The K-car is one of the great unsung heroes in the car industry. Everyone knows about them, so that is something. Simple, basic transportation is often overshadowed by impractical (but powerful and/or gorgeous) cars. The K-car was Chryslers Model T or Model A... but the K platform lasted so much longer in one form or the other than the well known A. few mass market, basic cars are well known and loved... The K is more well known than loved, which isn't really fair, but the T and A were the same until the 60s, and neither would be so well known if it hadn't been for hot rodders. Those two were loved because they were so many peoples first driving experience as well.

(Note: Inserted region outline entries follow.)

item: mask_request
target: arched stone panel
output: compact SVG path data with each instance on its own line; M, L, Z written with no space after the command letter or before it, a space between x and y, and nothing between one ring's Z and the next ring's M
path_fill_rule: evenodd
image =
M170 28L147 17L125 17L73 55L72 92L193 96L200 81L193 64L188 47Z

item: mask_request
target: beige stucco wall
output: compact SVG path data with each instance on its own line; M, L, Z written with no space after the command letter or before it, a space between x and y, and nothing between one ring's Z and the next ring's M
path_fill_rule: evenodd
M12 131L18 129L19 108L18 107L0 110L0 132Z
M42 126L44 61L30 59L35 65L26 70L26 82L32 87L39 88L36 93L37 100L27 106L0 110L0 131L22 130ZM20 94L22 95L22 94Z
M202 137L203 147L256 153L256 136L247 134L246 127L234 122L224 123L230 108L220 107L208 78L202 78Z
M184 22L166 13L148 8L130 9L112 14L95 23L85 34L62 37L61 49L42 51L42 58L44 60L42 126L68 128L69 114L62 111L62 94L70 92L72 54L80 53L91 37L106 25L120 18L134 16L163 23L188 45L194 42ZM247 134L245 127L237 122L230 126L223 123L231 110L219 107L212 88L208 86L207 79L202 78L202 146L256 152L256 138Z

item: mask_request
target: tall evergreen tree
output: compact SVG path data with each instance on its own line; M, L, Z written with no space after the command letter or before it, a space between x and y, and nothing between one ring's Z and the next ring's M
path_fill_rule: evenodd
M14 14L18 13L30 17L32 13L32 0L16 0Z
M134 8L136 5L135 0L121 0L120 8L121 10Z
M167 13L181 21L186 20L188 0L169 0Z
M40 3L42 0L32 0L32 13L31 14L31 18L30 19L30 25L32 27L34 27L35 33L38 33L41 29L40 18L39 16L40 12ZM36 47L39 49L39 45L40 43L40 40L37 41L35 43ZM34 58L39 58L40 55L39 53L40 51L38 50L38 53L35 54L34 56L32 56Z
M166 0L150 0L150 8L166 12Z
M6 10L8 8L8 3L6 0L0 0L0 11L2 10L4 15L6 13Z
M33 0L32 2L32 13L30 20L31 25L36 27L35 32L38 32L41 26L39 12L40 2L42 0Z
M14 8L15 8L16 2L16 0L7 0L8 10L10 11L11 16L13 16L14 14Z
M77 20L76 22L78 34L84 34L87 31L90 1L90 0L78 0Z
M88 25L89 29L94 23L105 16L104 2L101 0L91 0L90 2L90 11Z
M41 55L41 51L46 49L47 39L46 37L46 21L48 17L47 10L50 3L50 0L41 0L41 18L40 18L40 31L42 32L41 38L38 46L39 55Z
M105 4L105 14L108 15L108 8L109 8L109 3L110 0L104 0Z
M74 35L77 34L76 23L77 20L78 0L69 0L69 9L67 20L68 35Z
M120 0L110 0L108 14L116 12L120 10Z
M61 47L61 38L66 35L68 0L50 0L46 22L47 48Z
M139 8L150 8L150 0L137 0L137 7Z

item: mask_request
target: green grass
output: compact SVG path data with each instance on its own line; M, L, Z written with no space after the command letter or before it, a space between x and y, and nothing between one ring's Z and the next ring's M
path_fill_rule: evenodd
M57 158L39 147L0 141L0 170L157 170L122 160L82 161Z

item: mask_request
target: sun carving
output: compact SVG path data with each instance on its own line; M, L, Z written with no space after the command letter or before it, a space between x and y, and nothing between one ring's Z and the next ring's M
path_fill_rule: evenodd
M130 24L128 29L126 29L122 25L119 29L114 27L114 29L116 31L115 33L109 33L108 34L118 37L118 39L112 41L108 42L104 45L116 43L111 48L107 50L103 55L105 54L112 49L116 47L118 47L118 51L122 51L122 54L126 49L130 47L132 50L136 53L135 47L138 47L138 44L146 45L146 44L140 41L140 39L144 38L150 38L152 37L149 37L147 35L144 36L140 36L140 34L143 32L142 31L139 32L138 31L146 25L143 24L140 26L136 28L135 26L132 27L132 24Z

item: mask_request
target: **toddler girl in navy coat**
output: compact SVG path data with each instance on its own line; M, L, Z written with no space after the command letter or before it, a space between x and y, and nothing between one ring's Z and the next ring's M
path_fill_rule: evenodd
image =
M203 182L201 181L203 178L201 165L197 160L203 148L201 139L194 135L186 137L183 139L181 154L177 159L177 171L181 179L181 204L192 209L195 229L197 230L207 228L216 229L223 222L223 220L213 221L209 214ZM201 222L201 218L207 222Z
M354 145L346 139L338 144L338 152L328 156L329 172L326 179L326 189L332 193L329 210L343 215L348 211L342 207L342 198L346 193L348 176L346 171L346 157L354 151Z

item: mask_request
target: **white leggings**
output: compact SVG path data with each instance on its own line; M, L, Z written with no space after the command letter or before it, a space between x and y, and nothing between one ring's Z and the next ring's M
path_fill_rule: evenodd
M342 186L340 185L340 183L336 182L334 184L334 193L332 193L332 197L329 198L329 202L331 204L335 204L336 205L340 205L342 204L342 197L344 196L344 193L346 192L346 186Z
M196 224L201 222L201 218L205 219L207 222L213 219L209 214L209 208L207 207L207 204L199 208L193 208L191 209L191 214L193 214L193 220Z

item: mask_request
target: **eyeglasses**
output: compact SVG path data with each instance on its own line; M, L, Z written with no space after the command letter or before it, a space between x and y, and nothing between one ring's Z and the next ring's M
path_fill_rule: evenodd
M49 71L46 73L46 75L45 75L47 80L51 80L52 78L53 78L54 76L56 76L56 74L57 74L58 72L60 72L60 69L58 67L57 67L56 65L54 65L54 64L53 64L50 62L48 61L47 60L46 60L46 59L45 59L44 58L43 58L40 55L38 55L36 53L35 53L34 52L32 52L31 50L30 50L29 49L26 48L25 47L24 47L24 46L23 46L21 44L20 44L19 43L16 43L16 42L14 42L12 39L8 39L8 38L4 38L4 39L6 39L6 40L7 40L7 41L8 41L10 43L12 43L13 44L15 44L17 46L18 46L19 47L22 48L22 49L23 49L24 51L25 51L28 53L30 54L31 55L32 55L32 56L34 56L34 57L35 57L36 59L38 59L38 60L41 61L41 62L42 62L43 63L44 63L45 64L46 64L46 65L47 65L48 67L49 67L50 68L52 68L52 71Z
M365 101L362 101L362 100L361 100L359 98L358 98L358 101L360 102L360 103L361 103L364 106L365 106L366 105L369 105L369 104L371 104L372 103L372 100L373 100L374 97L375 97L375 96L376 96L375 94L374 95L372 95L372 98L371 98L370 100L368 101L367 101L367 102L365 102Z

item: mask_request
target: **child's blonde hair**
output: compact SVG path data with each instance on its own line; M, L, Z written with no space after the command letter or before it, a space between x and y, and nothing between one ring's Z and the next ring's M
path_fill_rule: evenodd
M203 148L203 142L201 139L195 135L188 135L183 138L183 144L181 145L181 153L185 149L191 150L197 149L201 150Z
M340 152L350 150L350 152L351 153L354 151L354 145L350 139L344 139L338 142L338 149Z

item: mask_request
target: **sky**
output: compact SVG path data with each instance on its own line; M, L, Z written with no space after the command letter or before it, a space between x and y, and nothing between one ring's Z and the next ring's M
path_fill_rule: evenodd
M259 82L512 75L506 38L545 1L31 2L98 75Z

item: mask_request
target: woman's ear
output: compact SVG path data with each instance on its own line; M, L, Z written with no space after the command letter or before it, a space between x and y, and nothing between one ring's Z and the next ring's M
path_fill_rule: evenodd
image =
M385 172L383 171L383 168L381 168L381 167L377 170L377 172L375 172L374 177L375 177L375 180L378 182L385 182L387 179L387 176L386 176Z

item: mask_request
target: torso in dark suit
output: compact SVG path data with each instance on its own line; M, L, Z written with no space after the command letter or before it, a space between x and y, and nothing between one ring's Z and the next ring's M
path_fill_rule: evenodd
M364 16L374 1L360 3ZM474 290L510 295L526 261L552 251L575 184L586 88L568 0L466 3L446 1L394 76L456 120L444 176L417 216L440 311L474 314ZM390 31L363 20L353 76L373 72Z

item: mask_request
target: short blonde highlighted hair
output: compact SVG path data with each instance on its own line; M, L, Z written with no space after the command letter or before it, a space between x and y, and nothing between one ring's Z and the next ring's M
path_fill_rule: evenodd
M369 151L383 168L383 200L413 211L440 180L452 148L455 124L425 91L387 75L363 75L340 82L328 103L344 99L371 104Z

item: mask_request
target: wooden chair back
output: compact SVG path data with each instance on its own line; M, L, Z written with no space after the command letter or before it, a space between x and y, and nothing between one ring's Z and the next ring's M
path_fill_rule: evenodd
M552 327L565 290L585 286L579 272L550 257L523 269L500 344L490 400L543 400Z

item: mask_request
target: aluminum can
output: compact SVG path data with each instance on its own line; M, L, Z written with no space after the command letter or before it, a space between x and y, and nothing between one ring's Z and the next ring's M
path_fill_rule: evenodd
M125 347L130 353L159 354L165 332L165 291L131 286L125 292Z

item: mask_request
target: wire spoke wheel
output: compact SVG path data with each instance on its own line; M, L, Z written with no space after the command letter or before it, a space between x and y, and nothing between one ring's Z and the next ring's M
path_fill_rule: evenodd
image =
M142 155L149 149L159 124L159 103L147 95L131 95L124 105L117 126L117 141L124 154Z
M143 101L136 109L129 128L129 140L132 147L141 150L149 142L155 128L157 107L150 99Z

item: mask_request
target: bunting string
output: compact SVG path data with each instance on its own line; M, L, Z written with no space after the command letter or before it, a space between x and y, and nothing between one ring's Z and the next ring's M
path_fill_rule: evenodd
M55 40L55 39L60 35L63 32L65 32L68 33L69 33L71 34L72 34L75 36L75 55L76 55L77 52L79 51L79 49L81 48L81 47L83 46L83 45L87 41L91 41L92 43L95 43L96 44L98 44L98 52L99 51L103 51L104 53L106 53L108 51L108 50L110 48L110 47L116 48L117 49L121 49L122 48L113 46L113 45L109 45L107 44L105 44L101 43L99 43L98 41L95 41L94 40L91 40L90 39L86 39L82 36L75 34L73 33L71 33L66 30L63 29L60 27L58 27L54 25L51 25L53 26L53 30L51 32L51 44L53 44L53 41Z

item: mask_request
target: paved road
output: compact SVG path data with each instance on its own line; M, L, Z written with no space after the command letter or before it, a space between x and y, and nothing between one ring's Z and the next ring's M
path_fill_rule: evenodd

I really liked the 80s Dodge turbo cars. I bought a brand new Dodge Shadow turbo ES. A fun little quick car. Too bad it got totalled. That thing really handled great. I would buy another one today if I could.
So, in my reality a new crate motor is not an option for my 84 Lebaron convertible K-Car with Mitsubishi motor. Any thoughts on what would be a reasonably easy conversion for some increased horsepower?
What's your definition of reasonably easy? Aside from a Chrysler 2.2 turbo powertrain swap, everything else will likely require some fabrication both under the hood and inside the car to manage the electronics and maybe even to work with your gearbox.